Indeed, most of the world is engaged in an enormous, terrifying arms race. But the Palestinian people are expected to be satisfied with a so-called state that lacks the capacity for self-defence, and is entirely dependent on Israel for fiscal, energy, resource and trade access to the outside world.

As well, the project of “recognising” Palestine is an attempt to rehabilitate the Palestinian Authority, which collaborates with Israel to repress any resistance to the occupation in the West Bank. It has little credibility left—just 19 percent of those in the West Bank approve of the authority’s performance, according to a May poll for the Palestinian Centre for Policy and Survey Research.

For years, the PA has been a corrupt and pliant puppet of the US and Israel. But Albanese has indicated that the recognition discussions are being used to render it even more subservient. The PA has pledged to halt payments to the vulnerable families of Palestinians held in Israeli prisons. The organisation has also committed to “demilitarise”.

In the unlikely event that some token Palestinian state were created under these conditions, it would be a state of rubble in Gaza and a West Bank under Israeli control, with no armed forces and a puppet government hand-picked by Israel and its imperialist backers.

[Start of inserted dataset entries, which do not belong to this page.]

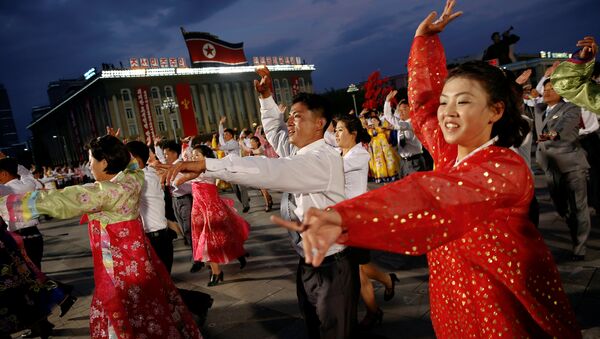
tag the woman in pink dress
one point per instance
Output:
(134, 296)
(218, 231)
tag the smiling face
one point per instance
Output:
(343, 137)
(465, 114)
(304, 126)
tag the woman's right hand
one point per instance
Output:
(430, 26)
(320, 230)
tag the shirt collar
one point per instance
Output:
(312, 146)
(484, 146)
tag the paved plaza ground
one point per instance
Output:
(260, 301)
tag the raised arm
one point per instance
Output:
(572, 79)
(427, 72)
(66, 203)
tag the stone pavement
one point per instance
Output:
(260, 301)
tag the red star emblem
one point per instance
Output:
(209, 50)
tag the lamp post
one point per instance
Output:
(170, 104)
(353, 89)
(67, 157)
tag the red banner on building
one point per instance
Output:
(186, 108)
(145, 113)
(207, 50)
(295, 86)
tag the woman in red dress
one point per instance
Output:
(218, 231)
(491, 274)
(134, 296)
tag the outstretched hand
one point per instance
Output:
(524, 77)
(431, 26)
(551, 69)
(589, 47)
(111, 131)
(263, 87)
(180, 172)
(320, 230)
(391, 95)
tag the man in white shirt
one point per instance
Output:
(313, 172)
(181, 194)
(152, 206)
(410, 148)
(12, 183)
(229, 145)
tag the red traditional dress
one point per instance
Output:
(491, 274)
(218, 231)
(134, 296)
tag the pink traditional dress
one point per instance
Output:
(218, 231)
(491, 274)
(134, 296)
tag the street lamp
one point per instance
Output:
(353, 89)
(170, 104)
(67, 157)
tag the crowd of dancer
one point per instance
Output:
(474, 215)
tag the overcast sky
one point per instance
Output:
(48, 40)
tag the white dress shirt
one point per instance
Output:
(183, 189)
(356, 171)
(152, 202)
(314, 174)
(229, 147)
(22, 186)
(405, 132)
(590, 122)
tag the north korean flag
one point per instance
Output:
(206, 50)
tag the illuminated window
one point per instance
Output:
(155, 93)
(168, 91)
(129, 113)
(277, 88)
(126, 95)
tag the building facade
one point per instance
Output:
(167, 102)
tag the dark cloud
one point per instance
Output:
(277, 47)
(43, 41)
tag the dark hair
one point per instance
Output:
(500, 86)
(353, 124)
(10, 165)
(205, 150)
(545, 82)
(171, 145)
(316, 104)
(139, 149)
(112, 150)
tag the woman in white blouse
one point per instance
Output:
(350, 136)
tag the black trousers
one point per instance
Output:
(182, 207)
(34, 244)
(162, 243)
(328, 296)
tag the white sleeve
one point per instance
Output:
(221, 135)
(306, 173)
(540, 85)
(275, 127)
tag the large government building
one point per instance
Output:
(164, 97)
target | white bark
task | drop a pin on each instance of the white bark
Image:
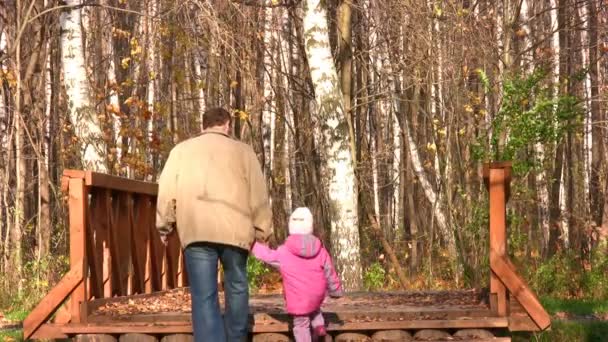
(542, 195)
(587, 130)
(564, 226)
(82, 115)
(446, 233)
(342, 192)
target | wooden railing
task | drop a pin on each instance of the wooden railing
(115, 249)
(508, 291)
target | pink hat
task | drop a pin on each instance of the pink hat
(300, 221)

Such a state would not deliver peace but only continued Israeli domination and terror. It would do nothing to challenge Israel’s position as a watchdog state for Western imperialism in the Middle East, armed to the teeth by the US.

Until Israel is recognised for what it is—a genocidal, terror state—any talk of a Palestinian state existing in its shadow is simply cover for those complicit in ethnic cleansing and genocide.